Back in Shanghai I had one more day and visited Zhujiajiao, a canal town, often compared to Venice, Italy. It is situated on the bank of the Dianshan Lake on the western outskirts of Shanghai. The town features waterways, arched stone bridges, ancient streets paved with stone, and more than 10,000 houses dating back to the Ming (1368-1644) and Qing (1644-1911) dynasties. The five-arch Fangsheng Bridge, built in 1571 in the Ming Dynasty, is still standing there. Inscriptions on the weather-beaten stones tell people to do good things and accumulate merits for the afterlife. There are 36 bridges in the town and each has a name and a story. Sitting on a bridge watching the boats drift by, I contemplate my story and the past week.

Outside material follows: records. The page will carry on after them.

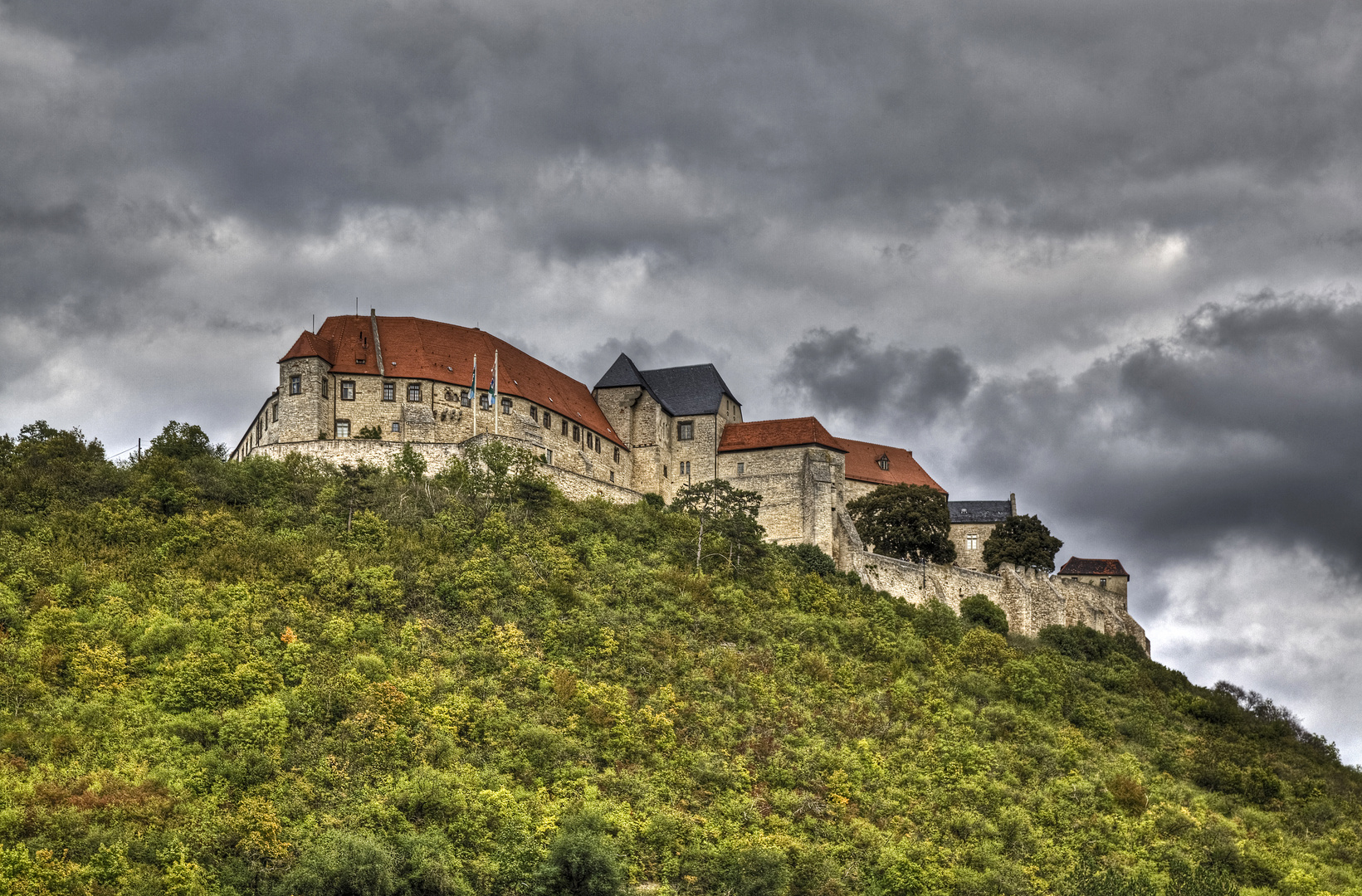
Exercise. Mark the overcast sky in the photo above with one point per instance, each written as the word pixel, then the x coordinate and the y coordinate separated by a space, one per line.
pixel 1096 252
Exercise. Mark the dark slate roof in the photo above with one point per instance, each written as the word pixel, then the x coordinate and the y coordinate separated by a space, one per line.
pixel 680 391
pixel 1085 567
pixel 979 511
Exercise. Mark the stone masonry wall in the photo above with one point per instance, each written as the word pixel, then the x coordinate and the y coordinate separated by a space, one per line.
pixel 800 486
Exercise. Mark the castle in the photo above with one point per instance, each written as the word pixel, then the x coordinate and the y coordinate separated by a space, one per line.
pixel 361 388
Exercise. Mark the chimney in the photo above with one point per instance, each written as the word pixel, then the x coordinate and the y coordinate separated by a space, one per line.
pixel 378 349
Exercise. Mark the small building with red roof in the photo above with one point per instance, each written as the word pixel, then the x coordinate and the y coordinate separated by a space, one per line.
pixel 1104 573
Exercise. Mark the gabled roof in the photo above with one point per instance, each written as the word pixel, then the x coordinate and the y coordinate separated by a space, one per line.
pixel 864 465
pixel 680 391
pixel 979 511
pixel 778 433
pixel 432 350
pixel 1085 567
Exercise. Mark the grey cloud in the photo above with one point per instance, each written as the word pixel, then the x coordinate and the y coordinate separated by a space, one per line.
pixel 675 350
pixel 843 373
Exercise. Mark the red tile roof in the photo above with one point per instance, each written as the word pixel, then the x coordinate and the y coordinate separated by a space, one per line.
pixel 864 465
pixel 1083 567
pixel 778 433
pixel 432 350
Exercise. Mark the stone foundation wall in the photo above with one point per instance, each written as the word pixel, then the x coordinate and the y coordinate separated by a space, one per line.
pixel 1030 598
pixel 437 455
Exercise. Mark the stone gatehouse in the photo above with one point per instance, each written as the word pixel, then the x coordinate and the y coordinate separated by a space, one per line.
pixel 361 388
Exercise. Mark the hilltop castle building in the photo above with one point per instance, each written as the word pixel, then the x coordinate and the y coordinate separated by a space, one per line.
pixel 361 388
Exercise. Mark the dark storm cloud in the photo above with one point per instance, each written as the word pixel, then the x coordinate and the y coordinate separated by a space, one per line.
pixel 1247 422
pixel 843 371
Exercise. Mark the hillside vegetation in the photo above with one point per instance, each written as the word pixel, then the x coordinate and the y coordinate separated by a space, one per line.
pixel 289 679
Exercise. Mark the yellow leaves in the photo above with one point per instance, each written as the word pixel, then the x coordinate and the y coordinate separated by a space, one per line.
pixel 102 668
pixel 261 831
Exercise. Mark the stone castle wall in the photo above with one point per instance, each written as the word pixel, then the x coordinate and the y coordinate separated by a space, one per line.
pixel 1032 600
pixel 576 486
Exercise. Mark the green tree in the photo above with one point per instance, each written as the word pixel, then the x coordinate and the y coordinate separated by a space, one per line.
pixel 726 512
pixel 184 441
pixel 905 520
pixel 1022 541
pixel 583 859
pixel 979 611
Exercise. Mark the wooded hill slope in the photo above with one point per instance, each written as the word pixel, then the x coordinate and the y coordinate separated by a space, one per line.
pixel 285 679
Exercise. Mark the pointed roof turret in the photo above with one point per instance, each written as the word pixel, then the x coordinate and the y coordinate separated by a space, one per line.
pixel 622 373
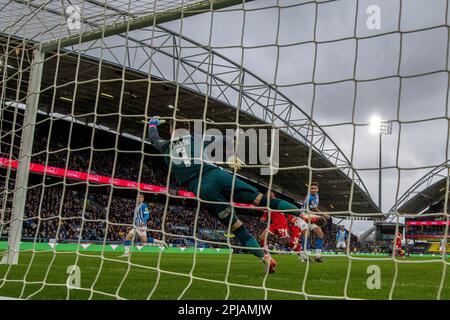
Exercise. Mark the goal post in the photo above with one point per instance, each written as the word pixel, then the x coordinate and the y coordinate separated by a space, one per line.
pixel 11 255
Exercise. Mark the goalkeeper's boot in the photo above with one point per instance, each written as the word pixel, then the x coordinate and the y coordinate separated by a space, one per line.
pixel 270 263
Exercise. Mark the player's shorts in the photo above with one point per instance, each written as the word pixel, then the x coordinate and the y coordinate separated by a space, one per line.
pixel 294 232
pixel 312 226
pixel 303 225
pixel 280 231
pixel 142 232
pixel 341 245
pixel 216 185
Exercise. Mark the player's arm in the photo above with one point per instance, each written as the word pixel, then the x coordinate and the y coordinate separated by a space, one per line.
pixel 153 135
pixel 316 209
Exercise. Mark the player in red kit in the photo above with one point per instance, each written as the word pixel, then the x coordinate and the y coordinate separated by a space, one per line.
pixel 278 227
pixel 295 234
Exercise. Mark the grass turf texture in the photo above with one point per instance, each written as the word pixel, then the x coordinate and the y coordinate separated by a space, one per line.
pixel 140 278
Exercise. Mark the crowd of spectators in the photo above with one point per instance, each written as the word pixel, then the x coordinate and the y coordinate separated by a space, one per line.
pixel 70 215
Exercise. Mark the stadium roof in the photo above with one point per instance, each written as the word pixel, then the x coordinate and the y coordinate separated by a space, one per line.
pixel 428 190
pixel 188 75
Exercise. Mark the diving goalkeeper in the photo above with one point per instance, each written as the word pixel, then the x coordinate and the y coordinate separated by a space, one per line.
pixel 211 183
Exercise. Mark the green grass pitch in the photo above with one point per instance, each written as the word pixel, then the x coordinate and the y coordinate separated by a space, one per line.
pixel 113 276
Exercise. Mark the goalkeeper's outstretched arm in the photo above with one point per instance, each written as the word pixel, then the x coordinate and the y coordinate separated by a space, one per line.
pixel 153 135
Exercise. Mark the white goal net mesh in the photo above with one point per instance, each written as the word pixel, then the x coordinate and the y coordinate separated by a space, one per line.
pixel 352 95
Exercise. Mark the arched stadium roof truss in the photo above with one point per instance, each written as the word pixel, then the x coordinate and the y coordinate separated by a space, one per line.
pixel 197 71
pixel 429 189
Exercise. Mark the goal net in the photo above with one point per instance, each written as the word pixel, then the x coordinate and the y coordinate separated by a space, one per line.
pixel 288 99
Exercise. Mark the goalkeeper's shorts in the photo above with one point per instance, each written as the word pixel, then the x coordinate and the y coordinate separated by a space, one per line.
pixel 217 185
pixel 142 232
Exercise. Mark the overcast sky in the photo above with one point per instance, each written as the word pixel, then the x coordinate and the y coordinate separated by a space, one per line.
pixel 417 144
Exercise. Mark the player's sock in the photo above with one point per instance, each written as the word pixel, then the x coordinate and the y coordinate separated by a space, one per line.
pixel 247 240
pixel 319 247
pixel 127 244
pixel 305 245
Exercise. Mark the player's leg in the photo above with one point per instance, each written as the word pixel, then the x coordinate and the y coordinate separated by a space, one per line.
pixel 128 241
pixel 264 238
pixel 142 232
pixel 319 241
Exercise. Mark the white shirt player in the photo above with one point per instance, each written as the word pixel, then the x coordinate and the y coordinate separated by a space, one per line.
pixel 311 201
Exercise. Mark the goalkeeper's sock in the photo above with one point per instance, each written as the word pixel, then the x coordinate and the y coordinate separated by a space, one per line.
pixel 305 244
pixel 319 247
pixel 127 244
pixel 248 241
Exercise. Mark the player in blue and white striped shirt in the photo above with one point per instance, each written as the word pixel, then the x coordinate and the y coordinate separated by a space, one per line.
pixel 141 217
pixel 312 204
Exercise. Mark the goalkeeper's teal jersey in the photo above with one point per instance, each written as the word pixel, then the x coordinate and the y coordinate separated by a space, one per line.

I’d traveled six days and 1,600 miles on a Harley-Davidson motorcycle through China’s largest cities and rural villages; places that had never seen the likes of Chinese or Americans on thundering Harleys. I have newfound friends and respect for the people and its culture, not to mention a new respect for the durability of a Harley. I had ridden with the Shanghai H.O.G.s in China, met wonderful people everywhere. Deemed worthy to ride with this elite group of adventure riders, they presented me with an honorary Shanghai H.O.G. patch. I’ll wear it proudly.